- #1
paulmdrdo1
- 385
- 0
find the term with $x^2$
$\displaystyle\left(x^2-\frac{1}{x}\right)^{10}$
thanks!
$\displaystyle\left(x^2-\frac{1}{x}\right)^{10}$
thanks!
paulmdrdo said:$\displaystyle a=x^2$ $\displaystyle b=\frac{1}{x}$
paulmdrdo said:k should be 6. but still I'm kind of confused of what is that "k" stand for.
paulmdrdo said:7th term is 210x^2
The binomial theorem is a mathematical formula that allows us to expand binomials raised to any positive integer power. It can be written as (a + b)^n = a^n + nC1a^(n-1)b + nC2a^(n-2)b^2 + ... + b^n, where n is a positive integer and nCx is the binomial coefficient.
To find the term with $x^2$ in the binomial theorem, we need to look for the term that has x^2 as its exponent. This term will have the form nCx(a^(n-x))(b^x), where nCx is the binomial coefficient, a is the coefficient of the first term, and b is the coefficient of the second term.
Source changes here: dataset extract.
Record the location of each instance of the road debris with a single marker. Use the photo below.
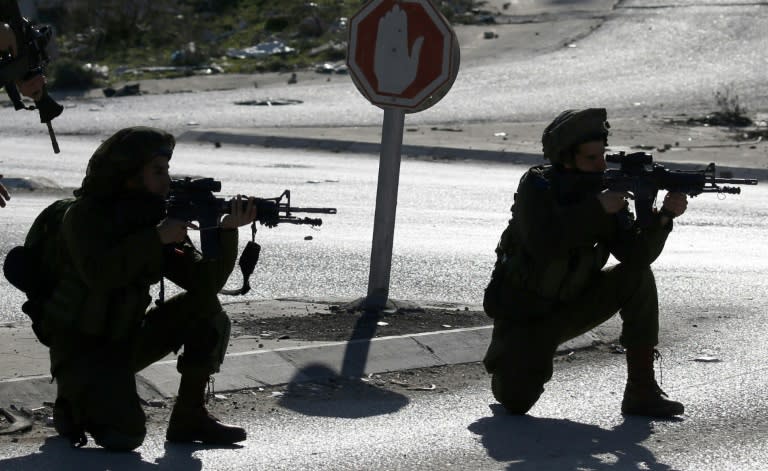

Yes, the binomial theorem can be used for binomials with negative exponents. We can rewrite the binomial with negative exponents as a fraction, and then use the binomial theorem to expand it. For example, (a + b)^(-3) = 1/(a + b)^3 = 1/a^3 + 3/a^2b + 3/ab^2 + 1/b^3.
Finding the term with $x^2$ in the binomial theorem allows us to determine the coefficient of the x^2 term in the expanded form. This can be useful in solving equations or simplifying expressions involving binomials raised to a power.
No, the binomial theorem can only be used for binomials, which are expressions with two terms. For expressions with more than two terms, we can use the multinomial theorem, which is an extension of the binomial theorem.